Schauen wir uns an, was Sarrazin schreibt:
Das vielfältige Scheitern entwicklungspolitischer Ansätze hat gezeigt, dass man Gesellschaften und Volkswirtschaften nicht einfach »machen« kann. Die wirtschaftliche und kulturelle Entwicklung nimmt in Zentralafrika und in den islamischen Ländern des Nahen Ostens einen anderen Verlauf als in Ostasien. Der kommunistisch beherrschte Teil Europas schlug einen anderen Weg ein als die westlichen Marktwirtschaften. Auch unter diesen gab und gibt es große Unterschiede, und zwar nicht nur zwischen den Ländern, sondern auch innerhalb derselben. Norditalien funktioniert auf andere Weise als Süditalien. In Schwaben wird es immer mehr Maschinenbau und mehr Unternehmertum geben als in der Uckermark - und damit auch deutlich mehr Wohlstand. Dieser Wohlstand hat Wanderungsbewegungen ausgelöst und dazu geführt, dass die in Schwaben lebenden Menschen durchschnittlich einen höheren Intelligenzquotienten haben als jene in der Uckermark - wenn man glauben kann, was die Tests der Bundeswehr an ihren Rekruten ergaben haben.
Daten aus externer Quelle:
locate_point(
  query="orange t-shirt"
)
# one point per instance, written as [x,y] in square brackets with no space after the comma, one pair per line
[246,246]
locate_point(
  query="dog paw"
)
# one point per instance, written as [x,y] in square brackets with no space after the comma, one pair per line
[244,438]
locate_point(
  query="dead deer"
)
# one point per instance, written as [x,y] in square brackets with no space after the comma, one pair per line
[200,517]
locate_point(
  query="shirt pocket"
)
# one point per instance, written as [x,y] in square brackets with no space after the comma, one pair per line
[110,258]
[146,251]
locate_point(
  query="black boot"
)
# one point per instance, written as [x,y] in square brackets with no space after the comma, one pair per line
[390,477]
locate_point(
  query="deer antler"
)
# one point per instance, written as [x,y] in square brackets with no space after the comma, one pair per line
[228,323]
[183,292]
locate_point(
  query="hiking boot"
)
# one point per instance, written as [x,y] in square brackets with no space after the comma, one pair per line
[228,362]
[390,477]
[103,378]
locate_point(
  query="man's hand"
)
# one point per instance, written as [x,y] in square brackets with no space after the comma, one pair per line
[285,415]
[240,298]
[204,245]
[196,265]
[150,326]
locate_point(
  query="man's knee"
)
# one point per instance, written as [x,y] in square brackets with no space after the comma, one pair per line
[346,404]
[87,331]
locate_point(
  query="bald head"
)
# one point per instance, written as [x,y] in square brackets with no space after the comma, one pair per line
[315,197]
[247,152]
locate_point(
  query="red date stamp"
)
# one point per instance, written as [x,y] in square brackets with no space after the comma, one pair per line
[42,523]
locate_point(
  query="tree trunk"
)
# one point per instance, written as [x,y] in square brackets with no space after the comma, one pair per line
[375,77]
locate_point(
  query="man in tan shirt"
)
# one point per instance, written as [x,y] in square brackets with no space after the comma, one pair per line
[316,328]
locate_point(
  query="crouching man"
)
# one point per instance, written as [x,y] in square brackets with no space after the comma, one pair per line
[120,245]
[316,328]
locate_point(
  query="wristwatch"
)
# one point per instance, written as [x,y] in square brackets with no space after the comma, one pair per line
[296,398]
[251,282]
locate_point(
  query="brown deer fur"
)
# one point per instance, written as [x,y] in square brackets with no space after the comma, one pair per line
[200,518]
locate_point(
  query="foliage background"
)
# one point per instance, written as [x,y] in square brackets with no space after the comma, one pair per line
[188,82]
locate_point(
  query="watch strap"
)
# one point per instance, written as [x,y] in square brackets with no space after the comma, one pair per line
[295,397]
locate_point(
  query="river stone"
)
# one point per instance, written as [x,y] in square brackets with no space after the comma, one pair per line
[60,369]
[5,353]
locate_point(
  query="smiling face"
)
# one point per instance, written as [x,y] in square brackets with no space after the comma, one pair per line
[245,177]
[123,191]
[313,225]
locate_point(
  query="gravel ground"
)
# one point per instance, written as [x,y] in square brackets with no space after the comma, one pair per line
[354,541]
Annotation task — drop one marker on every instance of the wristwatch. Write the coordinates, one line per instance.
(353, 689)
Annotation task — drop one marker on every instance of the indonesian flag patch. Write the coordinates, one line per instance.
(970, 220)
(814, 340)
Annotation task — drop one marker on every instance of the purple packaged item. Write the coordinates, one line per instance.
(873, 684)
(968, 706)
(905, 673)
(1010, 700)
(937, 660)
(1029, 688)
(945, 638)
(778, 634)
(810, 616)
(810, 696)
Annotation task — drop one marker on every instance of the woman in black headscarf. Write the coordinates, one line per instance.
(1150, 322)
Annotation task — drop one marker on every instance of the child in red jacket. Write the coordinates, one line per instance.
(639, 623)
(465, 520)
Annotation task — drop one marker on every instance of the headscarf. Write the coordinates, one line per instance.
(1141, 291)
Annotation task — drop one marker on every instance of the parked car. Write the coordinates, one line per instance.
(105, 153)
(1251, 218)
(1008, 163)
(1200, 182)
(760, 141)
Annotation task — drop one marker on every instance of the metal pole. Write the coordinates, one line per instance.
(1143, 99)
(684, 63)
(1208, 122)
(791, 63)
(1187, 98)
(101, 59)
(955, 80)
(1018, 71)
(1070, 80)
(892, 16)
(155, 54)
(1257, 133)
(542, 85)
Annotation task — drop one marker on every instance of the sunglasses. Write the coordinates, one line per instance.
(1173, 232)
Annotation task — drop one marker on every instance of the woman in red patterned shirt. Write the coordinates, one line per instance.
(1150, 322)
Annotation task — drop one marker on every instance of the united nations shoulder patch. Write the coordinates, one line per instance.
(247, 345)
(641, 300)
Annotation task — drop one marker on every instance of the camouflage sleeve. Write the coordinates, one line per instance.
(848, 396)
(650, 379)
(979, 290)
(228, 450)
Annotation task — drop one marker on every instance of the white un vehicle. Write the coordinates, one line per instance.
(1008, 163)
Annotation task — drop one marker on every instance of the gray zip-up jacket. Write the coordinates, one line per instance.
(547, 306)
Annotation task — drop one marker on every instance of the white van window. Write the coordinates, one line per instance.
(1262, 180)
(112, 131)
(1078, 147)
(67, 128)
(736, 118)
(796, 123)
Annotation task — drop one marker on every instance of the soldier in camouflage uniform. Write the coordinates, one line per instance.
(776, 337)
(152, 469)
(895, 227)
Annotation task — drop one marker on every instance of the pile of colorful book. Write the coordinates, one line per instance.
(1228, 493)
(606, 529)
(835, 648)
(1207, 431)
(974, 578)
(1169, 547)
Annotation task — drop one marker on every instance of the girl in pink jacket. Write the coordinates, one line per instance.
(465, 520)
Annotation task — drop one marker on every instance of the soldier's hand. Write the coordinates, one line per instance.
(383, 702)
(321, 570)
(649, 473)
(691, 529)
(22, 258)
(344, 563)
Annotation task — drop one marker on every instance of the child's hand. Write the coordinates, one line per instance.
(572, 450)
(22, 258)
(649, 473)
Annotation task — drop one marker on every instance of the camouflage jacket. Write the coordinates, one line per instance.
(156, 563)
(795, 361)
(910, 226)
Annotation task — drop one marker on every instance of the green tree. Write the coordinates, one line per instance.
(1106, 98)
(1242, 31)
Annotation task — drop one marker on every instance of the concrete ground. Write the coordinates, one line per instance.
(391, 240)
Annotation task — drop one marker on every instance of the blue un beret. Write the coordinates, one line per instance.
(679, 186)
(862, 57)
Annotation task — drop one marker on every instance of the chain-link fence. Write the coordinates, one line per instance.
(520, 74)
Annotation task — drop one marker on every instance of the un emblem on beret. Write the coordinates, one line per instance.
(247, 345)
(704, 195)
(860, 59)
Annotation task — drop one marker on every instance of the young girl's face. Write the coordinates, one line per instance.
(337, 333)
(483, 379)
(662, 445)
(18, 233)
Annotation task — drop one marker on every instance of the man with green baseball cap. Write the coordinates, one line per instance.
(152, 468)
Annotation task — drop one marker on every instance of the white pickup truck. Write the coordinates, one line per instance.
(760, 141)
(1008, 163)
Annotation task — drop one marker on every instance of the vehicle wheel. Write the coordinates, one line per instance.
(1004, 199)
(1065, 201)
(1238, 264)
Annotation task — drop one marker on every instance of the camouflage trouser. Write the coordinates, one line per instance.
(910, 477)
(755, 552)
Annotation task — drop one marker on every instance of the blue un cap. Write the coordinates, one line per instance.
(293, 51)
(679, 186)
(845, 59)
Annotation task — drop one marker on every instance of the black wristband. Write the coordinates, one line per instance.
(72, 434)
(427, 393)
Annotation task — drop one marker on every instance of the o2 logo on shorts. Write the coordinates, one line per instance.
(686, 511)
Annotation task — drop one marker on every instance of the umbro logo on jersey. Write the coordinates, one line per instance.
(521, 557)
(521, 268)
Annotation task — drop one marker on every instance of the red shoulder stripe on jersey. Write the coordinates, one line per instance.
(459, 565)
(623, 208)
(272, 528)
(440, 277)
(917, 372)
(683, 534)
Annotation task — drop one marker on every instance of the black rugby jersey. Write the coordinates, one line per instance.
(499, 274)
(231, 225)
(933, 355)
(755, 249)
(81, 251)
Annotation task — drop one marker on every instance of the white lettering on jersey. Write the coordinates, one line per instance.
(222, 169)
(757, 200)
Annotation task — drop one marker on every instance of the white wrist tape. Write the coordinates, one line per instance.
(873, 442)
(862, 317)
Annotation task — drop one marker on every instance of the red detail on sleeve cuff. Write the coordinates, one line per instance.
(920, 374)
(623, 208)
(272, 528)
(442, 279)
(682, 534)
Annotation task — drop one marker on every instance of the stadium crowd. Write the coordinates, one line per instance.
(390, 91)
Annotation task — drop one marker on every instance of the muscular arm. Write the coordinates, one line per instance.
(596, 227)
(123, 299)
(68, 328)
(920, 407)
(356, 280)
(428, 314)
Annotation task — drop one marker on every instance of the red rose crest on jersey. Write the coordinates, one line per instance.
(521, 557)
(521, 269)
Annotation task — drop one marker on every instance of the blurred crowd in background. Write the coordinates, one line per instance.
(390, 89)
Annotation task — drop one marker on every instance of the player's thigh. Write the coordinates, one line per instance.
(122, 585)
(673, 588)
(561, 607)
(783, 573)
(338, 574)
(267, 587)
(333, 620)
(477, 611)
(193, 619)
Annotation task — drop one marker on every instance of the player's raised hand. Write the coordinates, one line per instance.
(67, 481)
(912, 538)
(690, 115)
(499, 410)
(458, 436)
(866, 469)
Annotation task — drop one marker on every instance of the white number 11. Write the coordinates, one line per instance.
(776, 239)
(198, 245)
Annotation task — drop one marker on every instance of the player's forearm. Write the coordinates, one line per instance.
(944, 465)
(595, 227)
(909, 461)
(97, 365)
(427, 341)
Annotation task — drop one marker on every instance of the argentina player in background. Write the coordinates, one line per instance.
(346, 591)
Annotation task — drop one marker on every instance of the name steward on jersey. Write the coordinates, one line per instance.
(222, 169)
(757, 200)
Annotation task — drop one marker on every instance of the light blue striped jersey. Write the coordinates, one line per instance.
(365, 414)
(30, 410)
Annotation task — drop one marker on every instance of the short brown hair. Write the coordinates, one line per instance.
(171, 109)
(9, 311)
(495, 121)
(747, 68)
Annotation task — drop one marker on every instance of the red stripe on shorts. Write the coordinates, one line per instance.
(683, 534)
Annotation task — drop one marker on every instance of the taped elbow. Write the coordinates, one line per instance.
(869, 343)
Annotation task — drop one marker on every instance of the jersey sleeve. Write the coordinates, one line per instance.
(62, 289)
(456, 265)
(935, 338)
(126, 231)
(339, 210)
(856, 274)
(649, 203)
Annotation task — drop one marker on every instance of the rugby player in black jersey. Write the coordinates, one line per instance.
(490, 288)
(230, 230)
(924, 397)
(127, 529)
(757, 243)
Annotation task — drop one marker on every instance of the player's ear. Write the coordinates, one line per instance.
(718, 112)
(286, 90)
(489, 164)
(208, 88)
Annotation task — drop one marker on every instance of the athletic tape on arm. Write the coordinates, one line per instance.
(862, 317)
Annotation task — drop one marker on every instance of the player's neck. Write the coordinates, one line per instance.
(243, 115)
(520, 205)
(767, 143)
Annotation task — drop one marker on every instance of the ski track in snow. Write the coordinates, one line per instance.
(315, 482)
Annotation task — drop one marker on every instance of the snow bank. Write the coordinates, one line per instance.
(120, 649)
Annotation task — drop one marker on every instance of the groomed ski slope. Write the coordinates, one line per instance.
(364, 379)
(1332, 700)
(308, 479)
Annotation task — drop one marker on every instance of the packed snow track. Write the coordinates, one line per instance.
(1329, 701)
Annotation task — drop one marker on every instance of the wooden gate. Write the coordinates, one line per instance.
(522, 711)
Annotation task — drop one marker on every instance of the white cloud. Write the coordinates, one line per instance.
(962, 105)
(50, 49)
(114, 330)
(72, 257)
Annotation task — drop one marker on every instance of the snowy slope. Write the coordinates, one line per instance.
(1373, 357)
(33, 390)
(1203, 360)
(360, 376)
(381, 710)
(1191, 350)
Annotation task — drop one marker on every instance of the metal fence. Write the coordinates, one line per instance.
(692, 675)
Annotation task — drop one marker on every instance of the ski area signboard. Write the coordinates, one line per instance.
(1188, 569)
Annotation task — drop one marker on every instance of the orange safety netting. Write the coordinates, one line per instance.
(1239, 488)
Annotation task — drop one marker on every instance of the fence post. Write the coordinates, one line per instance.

Zwar gibt es keine wissenschaftlich vertretbare Methode, Gesellschaften mit unterschiedlichen Entwicklungswegen und unterschiedlichen Kulturen in ein Ranking zu bringen, doch es lässt sich wohl leicht Einigkeit darüber herstellen, dass die Verhältnisse in Deutschland generell denen in Rumänien vorzuziehen sind, und auch darüber, dass das Leben in Rumänien gegenüber dem Leben im Sudan vorzugswürdig ist. Ferner wissen wir, dass die Lebensbedingungen im Sudan gar nicht so schlecht sein können, dsas sie nicht noch besser wären als in Somalia.
Setzt man voraus, dass die Menschen - abgesehen von genetisch bedingten Unterschieden in Intelligenz und Temperament - mit grundsätzlich ähnlichen Dispositionen zum Leben geboren werden, dann sind die Möglichkeiten, Institutionen und Systeme zu gestalten, nicht schrankenlos. Mit Edward O. Wilson kann man davon ausgehen, dass die biologische Evolution eine angeborene Disposition und Verhaltensbreite mitgegeben hat, die sich nur langsam auf dem Wege der weiteren biologischen Evolution ändert, dass aber innerhalb dieses der menschlichen Natur von der Biologie gesetzten Rahmens eine sehr variationsreiche kulturelle Evolution stattgefunden hat und weiter stattfinden wird. Eine Erklärung des menschlichen Verhaltens und seiner Entwicklung ist nur möglich, wenn man beide Elemente betrachtet, denn menschliche Gesellschaften und der Mensch als Gattung beeinflussen ihr Schicksal vor allem über die Steuerung der kulturellen Evolution.
Was sagt Sarrazin?
Der schwäbische Wohlstand hat dazu geführt, dass Schwaben heute intelligenter sind als Leute der Uckermark, der Wohlstand mehrt also die Intelligenz. Abgesehen von gewissen genetischen Unterschieden erben alle Menschen ähnliche Veranlagungen. Diese Veranlagungen ändern sich kaum und setzen den für alle Menschen gemeinsamen Rahmen der kulturellen Evolution.
Was liest Gabriel?
Die genetische Überlegenheit der Schwaben erzeugt ihren Wohlstand, stat umgekehrt: Geld macht nicht klüger. Kreuzte man Über-Schwaben mit Norddeutschen, käme ein minder begabter Naja-Schwabe heraus, weil menschliche Evolution sich nach Sarrazin vorwiegend biologisch vollzieht.
Nun darf sich jeder selbst ein Bild davon machen, wie gut Sigmar Gabriel lesen kann oder lesen will.